Member of the South African Parliament
- In office 1950–1980
- Constituency: Namib Bezuidenhout

Personal details
- Born: Jacob Daniel du Plessis Basson 25 July 1918 Paarl, Cape Province, Union of South Africa
- Died: 8 August 2012 (aged 94) Cape Town
- Party: National Party Independent National Union United Party Progressive Federal Party
- Education: Stellenbosch University

= Japie Basson =

South African apartheid politician (1918–2012)

Jacob "Japie" Basson (25 July 1918 – 8 August 2012) was a South African politician who began his career with the National Party, but was later expelled from it, and became a forceful critic of the apartheid government as a member, by turns, of the United Party, Progressive Federal Party, and his own short-lived National Union. He was described as "fiery", "colourful", an "individualist", and as the "chameleon" of South African politics for his shifting partisan allegiances.

He was originally elected to the House of Assembly in 1950 as MP for the constituency of Namib, in what was then South African-administered South West Africa, before leaving the National Party in 1959. In 1960, he co-founded the South West Party with Ferdinand Lempp, former editor of Allgemeine Zeitung, the German language daily newspaper in the territory.

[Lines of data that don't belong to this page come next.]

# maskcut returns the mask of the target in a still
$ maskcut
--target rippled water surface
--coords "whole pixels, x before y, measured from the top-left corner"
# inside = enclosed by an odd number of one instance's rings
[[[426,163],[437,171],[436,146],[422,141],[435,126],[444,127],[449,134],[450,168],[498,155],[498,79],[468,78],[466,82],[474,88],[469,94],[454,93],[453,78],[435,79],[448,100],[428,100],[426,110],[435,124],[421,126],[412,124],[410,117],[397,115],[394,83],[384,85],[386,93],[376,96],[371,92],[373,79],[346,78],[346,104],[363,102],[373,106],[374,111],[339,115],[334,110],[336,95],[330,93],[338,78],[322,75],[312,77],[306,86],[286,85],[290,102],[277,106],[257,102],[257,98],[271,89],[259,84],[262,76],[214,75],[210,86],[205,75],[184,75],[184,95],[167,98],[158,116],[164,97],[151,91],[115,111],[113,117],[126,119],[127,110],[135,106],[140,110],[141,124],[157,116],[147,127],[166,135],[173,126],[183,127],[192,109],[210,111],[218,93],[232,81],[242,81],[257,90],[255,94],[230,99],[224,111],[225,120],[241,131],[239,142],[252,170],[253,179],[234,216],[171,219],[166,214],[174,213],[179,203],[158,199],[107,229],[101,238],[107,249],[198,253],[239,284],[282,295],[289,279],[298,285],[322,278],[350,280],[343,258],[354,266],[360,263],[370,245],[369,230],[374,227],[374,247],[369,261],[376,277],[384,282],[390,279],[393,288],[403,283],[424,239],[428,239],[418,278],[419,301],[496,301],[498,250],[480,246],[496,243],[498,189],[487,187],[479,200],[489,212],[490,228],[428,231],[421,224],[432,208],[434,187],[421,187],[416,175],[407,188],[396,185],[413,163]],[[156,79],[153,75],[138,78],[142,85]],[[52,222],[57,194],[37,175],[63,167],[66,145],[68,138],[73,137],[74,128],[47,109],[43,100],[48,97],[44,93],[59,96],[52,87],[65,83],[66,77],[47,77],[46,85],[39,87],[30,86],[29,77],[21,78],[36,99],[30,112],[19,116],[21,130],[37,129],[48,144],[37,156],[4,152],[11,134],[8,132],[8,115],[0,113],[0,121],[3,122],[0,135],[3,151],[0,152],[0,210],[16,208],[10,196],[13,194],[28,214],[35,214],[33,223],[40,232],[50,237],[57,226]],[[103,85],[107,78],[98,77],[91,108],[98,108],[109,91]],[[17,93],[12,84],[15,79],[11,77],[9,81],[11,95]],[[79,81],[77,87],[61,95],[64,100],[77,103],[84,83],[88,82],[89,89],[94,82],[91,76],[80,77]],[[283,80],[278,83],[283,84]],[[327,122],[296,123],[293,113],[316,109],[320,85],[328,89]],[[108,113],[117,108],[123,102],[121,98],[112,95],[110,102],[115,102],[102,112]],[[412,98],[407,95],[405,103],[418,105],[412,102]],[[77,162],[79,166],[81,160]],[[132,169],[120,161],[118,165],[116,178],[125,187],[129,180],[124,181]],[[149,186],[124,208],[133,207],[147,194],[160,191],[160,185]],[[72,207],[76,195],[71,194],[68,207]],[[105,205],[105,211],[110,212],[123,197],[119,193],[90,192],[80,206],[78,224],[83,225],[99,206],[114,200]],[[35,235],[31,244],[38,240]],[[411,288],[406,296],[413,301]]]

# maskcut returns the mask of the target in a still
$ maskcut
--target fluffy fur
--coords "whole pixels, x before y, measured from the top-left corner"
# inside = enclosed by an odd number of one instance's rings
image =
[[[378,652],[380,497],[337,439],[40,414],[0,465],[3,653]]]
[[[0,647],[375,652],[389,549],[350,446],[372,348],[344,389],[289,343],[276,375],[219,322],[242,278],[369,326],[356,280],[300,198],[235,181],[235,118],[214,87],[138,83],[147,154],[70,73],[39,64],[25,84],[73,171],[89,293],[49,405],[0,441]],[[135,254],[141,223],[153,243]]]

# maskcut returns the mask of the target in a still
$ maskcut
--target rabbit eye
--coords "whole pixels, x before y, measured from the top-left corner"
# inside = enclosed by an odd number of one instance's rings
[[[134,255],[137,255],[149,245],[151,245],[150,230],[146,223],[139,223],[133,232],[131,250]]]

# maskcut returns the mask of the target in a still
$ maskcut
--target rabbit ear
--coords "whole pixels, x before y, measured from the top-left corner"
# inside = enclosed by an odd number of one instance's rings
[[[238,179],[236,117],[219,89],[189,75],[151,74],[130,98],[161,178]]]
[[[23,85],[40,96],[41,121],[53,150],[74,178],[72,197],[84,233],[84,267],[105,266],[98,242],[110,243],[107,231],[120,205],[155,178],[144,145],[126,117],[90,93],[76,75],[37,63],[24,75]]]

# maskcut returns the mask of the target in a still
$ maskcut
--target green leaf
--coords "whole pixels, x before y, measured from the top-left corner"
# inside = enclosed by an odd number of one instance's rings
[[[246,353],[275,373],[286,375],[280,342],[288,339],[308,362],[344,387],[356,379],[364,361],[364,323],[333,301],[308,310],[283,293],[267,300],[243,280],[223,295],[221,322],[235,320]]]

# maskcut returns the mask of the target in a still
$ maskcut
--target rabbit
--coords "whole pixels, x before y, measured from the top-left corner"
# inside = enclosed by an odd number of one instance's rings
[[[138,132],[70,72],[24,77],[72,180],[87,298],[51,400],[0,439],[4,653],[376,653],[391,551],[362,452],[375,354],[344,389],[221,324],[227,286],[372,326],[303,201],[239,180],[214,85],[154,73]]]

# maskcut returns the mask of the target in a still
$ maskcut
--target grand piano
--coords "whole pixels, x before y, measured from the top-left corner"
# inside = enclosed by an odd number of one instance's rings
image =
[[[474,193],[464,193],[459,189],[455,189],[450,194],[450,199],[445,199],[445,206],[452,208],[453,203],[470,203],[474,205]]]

However, he later founded his own party, the National Union, which despite its opposition to many aspects of the apartheid policies of Hendrik Verwoerd, supported his government's decision to make South Africa a republic, although he declared that a republic would do Verwoerd himself no good.

Basson was elected as MP for Bezuidenhout in Johannesburg in 1961, before merging it with the United Party, for which he served as its foreign affairs spokesman. Following the collapse of that party, Basson led the Committee for a United Opposition, which merged with the more liberal Progressive Reform Party to form the Progressive Federal Party.

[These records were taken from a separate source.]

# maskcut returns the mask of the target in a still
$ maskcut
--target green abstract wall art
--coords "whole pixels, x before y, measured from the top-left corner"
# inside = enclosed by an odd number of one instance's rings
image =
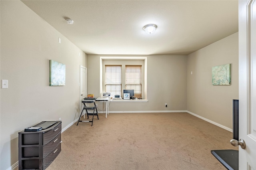
[[[230,85],[231,82],[231,64],[213,67],[212,68],[212,85]]]
[[[50,60],[50,86],[65,85],[66,65],[54,60]]]

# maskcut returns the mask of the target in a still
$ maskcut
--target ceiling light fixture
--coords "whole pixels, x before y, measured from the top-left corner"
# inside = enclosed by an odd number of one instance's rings
[[[156,24],[147,24],[143,27],[143,30],[148,34],[153,34],[156,31],[157,26]]]
[[[67,23],[68,24],[72,24],[73,23],[74,23],[74,21],[71,19],[66,19],[66,21]]]

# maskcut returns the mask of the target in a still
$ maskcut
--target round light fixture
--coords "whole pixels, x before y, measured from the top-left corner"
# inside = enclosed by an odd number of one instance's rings
[[[73,23],[74,23],[74,21],[71,19],[66,19],[66,21],[67,23],[68,24],[72,24]]]
[[[147,24],[143,27],[143,30],[148,34],[153,34],[156,31],[157,26],[153,24]]]

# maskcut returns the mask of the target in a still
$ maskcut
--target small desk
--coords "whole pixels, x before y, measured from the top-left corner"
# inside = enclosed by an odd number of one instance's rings
[[[107,115],[108,115],[108,101],[110,100],[110,97],[98,97],[95,99],[95,101],[106,102],[106,118],[107,118]]]

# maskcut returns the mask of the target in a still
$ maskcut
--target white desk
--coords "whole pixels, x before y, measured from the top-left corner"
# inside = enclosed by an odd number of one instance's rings
[[[106,102],[106,118],[107,118],[107,115],[108,115],[108,101],[110,100],[110,97],[98,97],[95,99],[95,101],[99,102]]]

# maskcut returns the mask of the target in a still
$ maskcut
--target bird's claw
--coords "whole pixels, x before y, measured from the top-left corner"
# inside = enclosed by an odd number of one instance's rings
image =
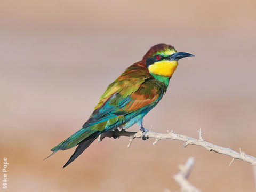
[[[140,129],[140,130],[142,132],[142,133],[143,133],[142,140],[143,141],[146,141],[147,139],[149,138],[148,137],[148,135],[147,135],[147,137],[146,137],[146,134],[149,131],[148,129],[142,127],[142,128]]]
[[[143,136],[142,136],[142,140],[143,141],[146,141],[147,139],[149,139],[149,138],[148,137],[148,135],[147,135],[147,137],[146,137],[146,133],[143,133]]]

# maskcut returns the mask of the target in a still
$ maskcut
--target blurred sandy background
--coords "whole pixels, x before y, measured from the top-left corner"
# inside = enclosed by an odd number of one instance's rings
[[[0,151],[10,191],[163,191],[190,156],[204,191],[253,191],[251,166],[176,141],[94,142],[43,161],[80,129],[106,86],[157,43],[183,59],[145,118],[153,131],[197,137],[255,156],[255,1],[2,1]],[[130,130],[137,130],[134,126]],[[1,174],[1,179],[3,178]]]

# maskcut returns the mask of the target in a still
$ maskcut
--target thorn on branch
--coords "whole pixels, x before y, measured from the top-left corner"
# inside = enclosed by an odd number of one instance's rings
[[[229,165],[228,165],[228,166],[231,166],[231,164],[232,164],[232,163],[233,163],[234,160],[235,160],[235,158],[232,158],[232,160],[231,161],[230,163],[229,163]]]
[[[132,142],[133,141],[134,136],[131,135],[129,137],[129,142],[128,143],[128,145],[127,146],[127,148],[130,148],[131,146],[131,144],[132,144]]]
[[[204,141],[204,139],[203,139],[203,137],[202,136],[202,131],[201,131],[201,127],[200,127],[199,131],[199,140],[200,141]]]
[[[158,138],[156,138],[156,140],[155,140],[155,141],[154,141],[154,143],[153,143],[153,145],[155,146],[155,145],[156,144],[156,143],[157,143],[157,142],[158,142],[158,141],[159,141],[159,140],[160,140],[160,139],[158,139]]]
[[[151,126],[150,126],[150,130],[149,132],[152,132],[152,129],[153,129],[153,125],[151,125]]]

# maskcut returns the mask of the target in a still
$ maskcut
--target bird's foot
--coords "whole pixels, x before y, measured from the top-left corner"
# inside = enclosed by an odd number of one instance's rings
[[[118,129],[115,129],[113,131],[113,134],[112,137],[114,139],[120,138],[120,136],[118,135],[119,130]]]
[[[143,141],[146,141],[147,139],[149,138],[148,137],[148,135],[147,135],[147,137],[146,137],[146,134],[149,131],[148,129],[144,128],[143,126],[141,126],[140,127],[140,130],[142,131],[143,133],[142,140]]]

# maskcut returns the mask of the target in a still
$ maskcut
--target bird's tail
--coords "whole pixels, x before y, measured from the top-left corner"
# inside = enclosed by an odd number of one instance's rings
[[[69,149],[79,145],[69,160],[64,165],[63,167],[65,167],[83,153],[96,139],[100,134],[100,131],[92,129],[91,127],[82,128],[53,147],[51,150],[52,153],[45,158],[45,159],[50,157],[58,150]]]

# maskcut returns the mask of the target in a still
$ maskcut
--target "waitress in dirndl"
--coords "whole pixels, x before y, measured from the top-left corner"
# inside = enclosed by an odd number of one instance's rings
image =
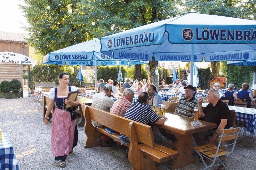
[[[77,144],[78,136],[75,107],[78,106],[79,102],[77,98],[74,101],[67,98],[69,92],[77,90],[75,87],[68,86],[68,73],[61,73],[58,78],[60,86],[50,90],[49,97],[51,100],[44,116],[44,122],[46,125],[48,124],[49,115],[55,102],[56,107],[52,122],[52,150],[55,160],[60,161],[60,167],[65,167],[67,156],[72,152],[73,148]],[[65,104],[74,107],[64,109]]]

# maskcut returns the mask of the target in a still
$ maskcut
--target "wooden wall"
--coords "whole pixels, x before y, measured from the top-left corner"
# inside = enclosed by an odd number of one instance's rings
[[[22,82],[21,66],[18,64],[0,63],[0,83],[4,80],[11,81],[12,79]]]
[[[0,41],[0,51],[12,52],[23,54],[29,56],[29,47],[25,43]],[[22,48],[23,48],[23,53],[22,53]]]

In 1980, in the wake of disagreements with the PFP over support for the constitutional reforms of the government of P. W. Botha, he was expelled from the party caucus. This was because he had stated that he was prepared to serve on the President's Council, a body established by the Botha government to advise on a new constitution. Earlier, his party had adopted a resolution rejecting the body. He was appointed to the President's Council, serving as a member of its Constitutional Committee from 1981 to 1984, and on retirement from the council, rejoined the National Party.